The story of how I FINALLY made money with a gpt wrapper... in under a month :)

sloanep

New member
Here's a quick story about my biggest SAAS success to date.

I was working as a software engineer at Expedia. On the side, I was running cold email outreach for a few saas companies.

One of the most time-consuming aspects of doing cold email was writing the email sequences. Especially to do proper A/B testing with 2-4 variations of each email. I ended up shortcutting this with chatgpt. However, vanilla gpt sucks at writing emails, so I slowly put together a prompt I'd use. Along with the prompt, I'd input the company's product, the pain point of the buyer, and any metrics or case studies I had.

The result was pretty good. It got me about 75% of the way there. It saved a ton of time.

I have built a few gpt wrappers before, and it's honestly a lot harder than it sounds. Getting quality results that are accurate can be difficult. But, I was already using gpt to write these emails, so I thought I might as well at least build the tool for myself.

My initial repository commit was on April 20th.

I used it myself, and it was awesome.

I hosted it completely for free for anyone to use. I tracked IP addresses of users to see how many people tried it.

Stats:
  • Over 300 people tried it by marketing on X and reddit
  • 21 people generated 6 or more emails
  • 16 people came back on a later date to use the product again
This was enough validation for me to at least give it a real shot.

I finished up adding sign ups and payments on May 4th.
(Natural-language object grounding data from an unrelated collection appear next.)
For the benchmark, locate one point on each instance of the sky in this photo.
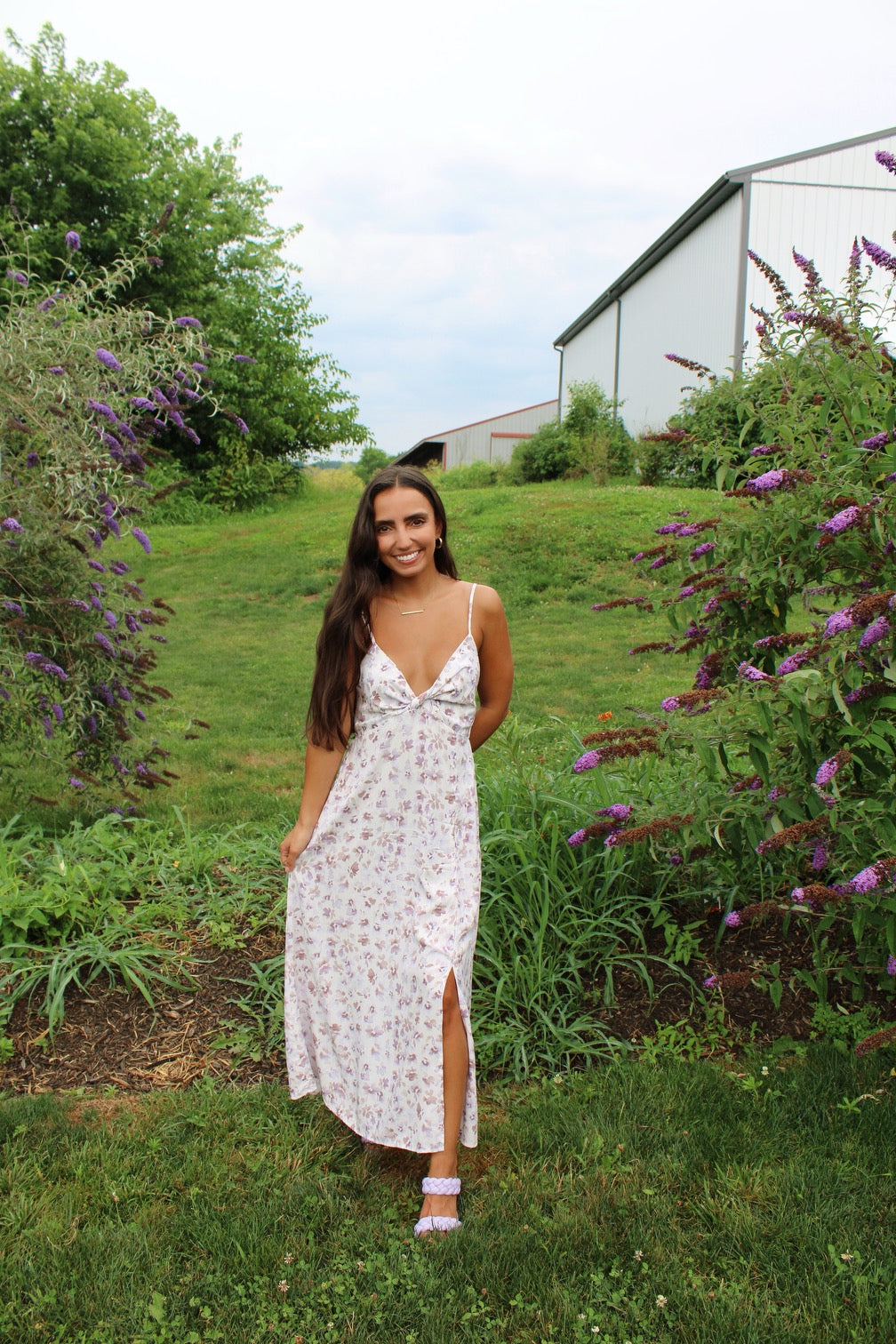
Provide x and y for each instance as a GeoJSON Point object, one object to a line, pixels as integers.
{"type": "Point", "coordinates": [469, 178]}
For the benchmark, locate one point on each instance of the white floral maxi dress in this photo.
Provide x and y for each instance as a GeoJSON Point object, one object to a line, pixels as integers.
{"type": "Point", "coordinates": [383, 905]}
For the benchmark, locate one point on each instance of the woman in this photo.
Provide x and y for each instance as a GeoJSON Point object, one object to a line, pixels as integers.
{"type": "Point", "coordinates": [384, 858]}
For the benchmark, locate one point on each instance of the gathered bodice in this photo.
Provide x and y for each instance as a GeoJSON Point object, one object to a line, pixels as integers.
{"type": "Point", "coordinates": [383, 690]}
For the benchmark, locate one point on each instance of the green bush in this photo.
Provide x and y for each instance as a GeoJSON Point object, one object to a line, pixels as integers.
{"type": "Point", "coordinates": [598, 432]}
{"type": "Point", "coordinates": [543, 457]}
{"type": "Point", "coordinates": [786, 746]}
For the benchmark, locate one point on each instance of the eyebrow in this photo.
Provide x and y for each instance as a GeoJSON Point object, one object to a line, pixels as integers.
{"type": "Point", "coordinates": [420, 512]}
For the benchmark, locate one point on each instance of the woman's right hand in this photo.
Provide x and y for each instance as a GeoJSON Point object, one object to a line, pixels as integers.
{"type": "Point", "coordinates": [294, 844]}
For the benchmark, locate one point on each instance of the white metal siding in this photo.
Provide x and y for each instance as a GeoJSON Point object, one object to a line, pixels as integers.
{"type": "Point", "coordinates": [591, 355]}
{"type": "Point", "coordinates": [476, 443]}
{"type": "Point", "coordinates": [687, 305]}
{"type": "Point", "coordinates": [687, 301]}
{"type": "Point", "coordinates": [821, 220]}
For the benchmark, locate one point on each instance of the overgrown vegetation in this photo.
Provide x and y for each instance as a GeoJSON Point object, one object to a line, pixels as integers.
{"type": "Point", "coordinates": [92, 393]}
{"type": "Point", "coordinates": [788, 737]}
{"type": "Point", "coordinates": [590, 441]}
{"type": "Point", "coordinates": [81, 149]}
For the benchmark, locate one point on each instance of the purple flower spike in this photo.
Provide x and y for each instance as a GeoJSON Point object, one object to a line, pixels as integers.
{"type": "Point", "coordinates": [791, 664]}
{"type": "Point", "coordinates": [876, 441]}
{"type": "Point", "coordinates": [838, 621]}
{"type": "Point", "coordinates": [880, 257]}
{"type": "Point", "coordinates": [105, 644]}
{"type": "Point", "coordinates": [617, 811]}
{"type": "Point", "coordinates": [767, 482]}
{"type": "Point", "coordinates": [107, 357]}
{"type": "Point", "coordinates": [865, 881]}
{"type": "Point", "coordinates": [748, 672]}
{"type": "Point", "coordinates": [840, 522]}
{"type": "Point", "coordinates": [876, 632]}
{"type": "Point", "coordinates": [827, 772]}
I launched on product hunt... and TADA! Crickets. A few more sign ups but no paid users.

Once I implemented sign ups, I allowed everyone to start with 5 generations for free. People loved it, but I noticed multiple people would abuse the system, creating multiple accounts for themself to get more free credits and avoid paying.

So I made the scary decision to completely remove the free plan 2 days ago.

And in the last 24 hours?

I got my first 4 subscribers.

I'm not rich by any means, but man it feels good when things finally start to work out.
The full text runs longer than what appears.